Am 21. April 1671, so erzählt James Buchan in seinem Buch „Unsere gefrorenen Begierden. Was das Geld will“, wurde John Law in Edinburgh protestantisch getauft. Gerade mal 23-jährig, tötete er am 9. April 1694 in London einen Mann im Duell. Law wurde wegen Mordes verurteilt und floh nach Schottland. Seine Heimat war damals noch ein eigenständiges Land, weshalb er sich hier sicher fühlen konnte. Der Norden der Britischen Insel befand sich allerdings aufgrund von Missernten, einer Fischereikrise und Handelsdefiziten in einem desolaten Zustand und so brach die Bank of Scotland 1695 beinahe zusammen.

Um seine eigene Haut zu retten, verfasste Law seine erste Schrift, mit der er die schottische Wirtschaft stärken wollte: „Money and Trade Considered, with a Proposal for Supplying the Nation with Money“. Was uns und Hartz heute kaum noch vom Hocker zu reißen scheint, war damals der Versuch einer Revolution. Law schlug ein Papier vor, das allein durch (schottisches) Land gedeckt sein sollte, denn außer den Bewohnern selbst gab es dort in der Krisenzeit keine anderen Werte. Er war allerdings der Meinung, dass als Währung zirkulierende, auf produktives Land ausgestellte Pfandbriefe Nachfrage und Produktion ankurbeln müssten. In Schottland gebe es das, was man heute „ungenutzte Produktivitätsfaktoren“ nennt: „Männer“ (Auszubildende), „Handwerker“ (Ausgebildete) und ungenutztes „Land“ (noch nicht blühende Landschaften), die nur aus Geldknappheit unproduktiv seien. Aber die Heimat wollte sich mit Laws Methoden nicht auf die Beine helfen lassen und ging 1707 die Union mit England ein, was den Duellanten und passionierten Spieler dazu zwang, ins Exil zu gehen.

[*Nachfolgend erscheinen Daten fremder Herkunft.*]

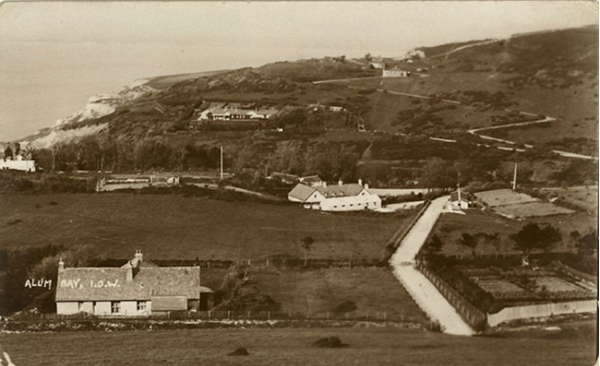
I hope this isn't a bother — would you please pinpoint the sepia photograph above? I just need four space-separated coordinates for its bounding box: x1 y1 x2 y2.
0 0 600 366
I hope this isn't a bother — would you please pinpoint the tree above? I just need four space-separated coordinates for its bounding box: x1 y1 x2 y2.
456 233 477 257
476 231 501 257
4 145 13 159
575 229 598 257
302 236 315 267
509 223 562 266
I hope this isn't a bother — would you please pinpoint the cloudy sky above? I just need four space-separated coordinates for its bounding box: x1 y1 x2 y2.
0 1 598 141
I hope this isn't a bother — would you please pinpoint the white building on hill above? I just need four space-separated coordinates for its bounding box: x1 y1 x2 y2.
56 251 212 316
382 67 410 78
0 155 35 172
288 179 381 211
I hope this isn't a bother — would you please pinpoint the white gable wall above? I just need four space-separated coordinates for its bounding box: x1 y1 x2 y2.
320 191 381 211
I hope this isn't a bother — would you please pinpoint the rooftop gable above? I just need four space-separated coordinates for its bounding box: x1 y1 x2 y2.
56 266 201 301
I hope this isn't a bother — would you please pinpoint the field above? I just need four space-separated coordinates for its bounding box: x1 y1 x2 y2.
0 194 406 260
251 267 426 322
540 186 598 213
475 189 539 207
0 322 595 366
493 202 575 218
430 210 597 256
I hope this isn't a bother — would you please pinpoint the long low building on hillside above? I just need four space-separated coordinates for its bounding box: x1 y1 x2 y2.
288 180 381 211
56 251 212 316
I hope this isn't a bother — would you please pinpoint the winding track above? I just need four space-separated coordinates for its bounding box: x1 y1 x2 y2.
313 79 598 161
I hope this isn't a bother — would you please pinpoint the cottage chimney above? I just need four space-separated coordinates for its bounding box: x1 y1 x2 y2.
123 261 133 281
134 249 144 262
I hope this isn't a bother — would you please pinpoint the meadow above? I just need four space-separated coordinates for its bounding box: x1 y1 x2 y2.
251 267 427 323
0 321 595 366
0 193 409 260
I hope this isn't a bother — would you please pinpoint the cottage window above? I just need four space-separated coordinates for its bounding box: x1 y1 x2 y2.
110 301 121 314
137 301 146 311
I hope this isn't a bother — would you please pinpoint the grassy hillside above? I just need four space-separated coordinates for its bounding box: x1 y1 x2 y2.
16 27 598 189
0 194 406 260
0 323 595 366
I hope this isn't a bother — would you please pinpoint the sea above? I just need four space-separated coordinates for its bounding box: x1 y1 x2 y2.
0 41 406 142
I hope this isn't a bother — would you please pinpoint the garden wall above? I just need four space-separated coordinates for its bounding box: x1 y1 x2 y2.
417 263 487 331
487 300 597 327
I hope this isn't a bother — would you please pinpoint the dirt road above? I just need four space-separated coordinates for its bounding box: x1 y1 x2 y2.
390 196 475 336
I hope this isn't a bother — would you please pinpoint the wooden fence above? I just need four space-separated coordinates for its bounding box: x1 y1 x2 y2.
417 262 487 331
12 310 422 324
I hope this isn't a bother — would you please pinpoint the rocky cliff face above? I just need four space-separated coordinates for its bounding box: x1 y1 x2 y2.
23 80 157 149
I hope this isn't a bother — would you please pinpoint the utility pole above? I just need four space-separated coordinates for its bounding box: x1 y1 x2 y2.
513 163 517 191
221 146 223 180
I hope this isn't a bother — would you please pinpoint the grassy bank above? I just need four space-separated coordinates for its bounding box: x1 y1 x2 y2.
0 327 595 366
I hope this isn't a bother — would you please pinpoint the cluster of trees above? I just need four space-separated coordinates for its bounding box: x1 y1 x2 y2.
33 136 220 172
0 244 97 314
422 223 598 266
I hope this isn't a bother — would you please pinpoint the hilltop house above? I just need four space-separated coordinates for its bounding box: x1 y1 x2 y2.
298 175 326 187
55 251 212 316
198 103 279 121
288 179 381 211
382 66 410 78
0 155 35 172
446 187 476 211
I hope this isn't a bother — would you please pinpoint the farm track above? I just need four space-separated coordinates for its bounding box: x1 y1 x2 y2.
390 196 475 336
313 78 598 161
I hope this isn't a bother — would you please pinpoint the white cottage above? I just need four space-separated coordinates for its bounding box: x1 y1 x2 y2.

Als der Lebemann 1715 endlich die Chance bekam, mit seinem „System“ die nahezu alleinige Herrschaft über die Wirtschaft Frankreichs anzutreten, bildete die schottische Idee eine der gedanklichen Hauptsäulen: eine die Wirtschaft stimulierende Papierwährung. Wenn es offiziell auch niemand zugegeben hätte, lag Frankreich zu dieser Zeit hauptsächlich wegen langwierigen Kriegen und überüppigem Hofstaat ökonomisch völlig am Boden, und der Regent, der den noch minderjährigen Ludwig XV. vertrat, erwog sogar, den Staatsbankrott zu erklären.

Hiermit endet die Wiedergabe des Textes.